Frenzied Copula-tion

Tuesday, February 24, 2009















A lot of people know that financial firms used a lot of incorrect mathematical models during the run-up to the recent financial crisis. But a lot of people don't know what exactly those models were. Other uninformed people - myself included - assumed that the models were some form of the famous
Black-Scholes option pricing algorithm, invented (strangely enough) by a guy named Robert Merton, which gives the price of an option based on the price of a stock.

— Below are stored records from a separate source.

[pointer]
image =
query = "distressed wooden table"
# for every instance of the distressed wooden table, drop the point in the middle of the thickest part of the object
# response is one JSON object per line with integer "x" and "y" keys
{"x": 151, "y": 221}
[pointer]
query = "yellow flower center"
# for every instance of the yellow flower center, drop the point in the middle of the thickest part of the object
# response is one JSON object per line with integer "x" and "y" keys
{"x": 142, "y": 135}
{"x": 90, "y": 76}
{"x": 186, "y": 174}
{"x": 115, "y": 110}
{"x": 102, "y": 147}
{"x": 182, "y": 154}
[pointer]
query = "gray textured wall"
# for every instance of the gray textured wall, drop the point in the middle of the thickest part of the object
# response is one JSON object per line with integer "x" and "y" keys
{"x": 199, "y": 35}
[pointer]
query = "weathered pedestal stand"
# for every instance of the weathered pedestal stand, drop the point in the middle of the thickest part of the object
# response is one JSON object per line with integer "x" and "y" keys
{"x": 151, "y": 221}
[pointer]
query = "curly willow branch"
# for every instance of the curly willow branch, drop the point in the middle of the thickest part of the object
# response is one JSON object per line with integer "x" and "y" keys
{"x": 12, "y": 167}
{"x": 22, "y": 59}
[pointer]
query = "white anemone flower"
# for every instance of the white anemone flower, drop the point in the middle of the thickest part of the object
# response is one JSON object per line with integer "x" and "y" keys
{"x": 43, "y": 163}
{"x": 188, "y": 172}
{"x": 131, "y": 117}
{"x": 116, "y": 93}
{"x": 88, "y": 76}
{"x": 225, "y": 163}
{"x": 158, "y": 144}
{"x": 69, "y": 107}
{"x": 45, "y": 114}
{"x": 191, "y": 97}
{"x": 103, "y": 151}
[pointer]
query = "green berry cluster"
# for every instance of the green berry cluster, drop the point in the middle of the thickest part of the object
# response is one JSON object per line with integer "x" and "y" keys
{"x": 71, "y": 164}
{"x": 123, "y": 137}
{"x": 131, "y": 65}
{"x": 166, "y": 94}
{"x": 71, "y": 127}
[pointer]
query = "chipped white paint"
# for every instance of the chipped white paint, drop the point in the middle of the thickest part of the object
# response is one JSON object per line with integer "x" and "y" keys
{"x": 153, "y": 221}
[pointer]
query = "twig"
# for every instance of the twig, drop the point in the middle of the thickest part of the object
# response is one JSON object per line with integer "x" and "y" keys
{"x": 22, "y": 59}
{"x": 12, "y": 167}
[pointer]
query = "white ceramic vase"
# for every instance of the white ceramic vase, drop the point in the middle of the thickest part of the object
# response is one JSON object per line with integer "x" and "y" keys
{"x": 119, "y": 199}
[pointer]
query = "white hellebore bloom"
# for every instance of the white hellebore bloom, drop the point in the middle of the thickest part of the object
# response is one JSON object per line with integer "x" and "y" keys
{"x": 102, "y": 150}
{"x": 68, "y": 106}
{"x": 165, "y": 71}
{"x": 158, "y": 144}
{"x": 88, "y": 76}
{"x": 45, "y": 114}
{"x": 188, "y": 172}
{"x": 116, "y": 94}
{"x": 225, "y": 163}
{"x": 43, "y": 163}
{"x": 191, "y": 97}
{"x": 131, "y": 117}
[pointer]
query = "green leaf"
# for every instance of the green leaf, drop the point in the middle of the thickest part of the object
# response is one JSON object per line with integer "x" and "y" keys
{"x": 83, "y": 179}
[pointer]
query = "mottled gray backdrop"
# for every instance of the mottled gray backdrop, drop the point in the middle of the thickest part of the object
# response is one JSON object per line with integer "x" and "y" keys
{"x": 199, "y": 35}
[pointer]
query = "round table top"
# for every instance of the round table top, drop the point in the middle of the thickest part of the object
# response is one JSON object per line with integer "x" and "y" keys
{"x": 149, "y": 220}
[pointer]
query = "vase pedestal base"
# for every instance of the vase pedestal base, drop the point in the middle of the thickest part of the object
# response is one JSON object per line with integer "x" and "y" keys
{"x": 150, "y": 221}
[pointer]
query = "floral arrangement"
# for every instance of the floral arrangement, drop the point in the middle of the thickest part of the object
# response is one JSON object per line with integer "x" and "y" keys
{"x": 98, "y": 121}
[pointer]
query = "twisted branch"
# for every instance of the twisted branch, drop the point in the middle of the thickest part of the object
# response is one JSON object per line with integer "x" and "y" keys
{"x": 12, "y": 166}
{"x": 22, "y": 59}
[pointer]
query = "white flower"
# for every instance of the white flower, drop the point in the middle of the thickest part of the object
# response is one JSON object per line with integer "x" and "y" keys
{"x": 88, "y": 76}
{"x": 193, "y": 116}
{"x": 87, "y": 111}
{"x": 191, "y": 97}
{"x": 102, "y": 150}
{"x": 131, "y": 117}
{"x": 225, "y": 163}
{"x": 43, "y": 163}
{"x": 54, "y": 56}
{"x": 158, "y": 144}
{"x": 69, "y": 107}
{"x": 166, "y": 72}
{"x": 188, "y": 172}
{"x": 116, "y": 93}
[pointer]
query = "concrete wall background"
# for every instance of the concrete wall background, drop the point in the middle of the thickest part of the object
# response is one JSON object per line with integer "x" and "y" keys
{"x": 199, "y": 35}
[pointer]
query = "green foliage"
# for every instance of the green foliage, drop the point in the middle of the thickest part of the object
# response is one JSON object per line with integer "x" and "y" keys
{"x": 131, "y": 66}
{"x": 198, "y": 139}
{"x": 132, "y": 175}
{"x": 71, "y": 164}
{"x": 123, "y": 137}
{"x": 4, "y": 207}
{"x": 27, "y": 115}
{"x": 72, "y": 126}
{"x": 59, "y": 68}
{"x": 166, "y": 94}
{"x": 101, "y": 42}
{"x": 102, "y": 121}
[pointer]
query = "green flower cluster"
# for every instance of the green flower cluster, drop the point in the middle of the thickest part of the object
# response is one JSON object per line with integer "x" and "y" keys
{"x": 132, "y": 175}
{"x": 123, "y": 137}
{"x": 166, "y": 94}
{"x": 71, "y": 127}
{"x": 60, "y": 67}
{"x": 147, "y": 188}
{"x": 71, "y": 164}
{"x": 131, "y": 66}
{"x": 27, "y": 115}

Now, it's true that Merton, along with Myron Scholes, was a director of the disastrously failed hedge fund Long Term Capital Management. And it is true that Robert Merton, at least in his online photos, uses an almost unimaginable amount of hair grease. But it turns out that the real formula that was being used was something entirely different, called the "Gaussian copula". This is a formula for calculating correlations between housing prices in different areas (i.e. the components of a CDO). It asumes the correlation is constant - something that is usually only close to true when markets are going in one direction, and not at all true when markets change direction. So this was the formula that famously assumed that "housing prices will never go down."

Here is a
very interesting article about how this relatively useless formula became so universal on Wall Street, although the article doesn't go into the math. But if you ever want to sound smart at a party, now you know the Achilles' Heel of the former titans of finance - the Gaussian cupola.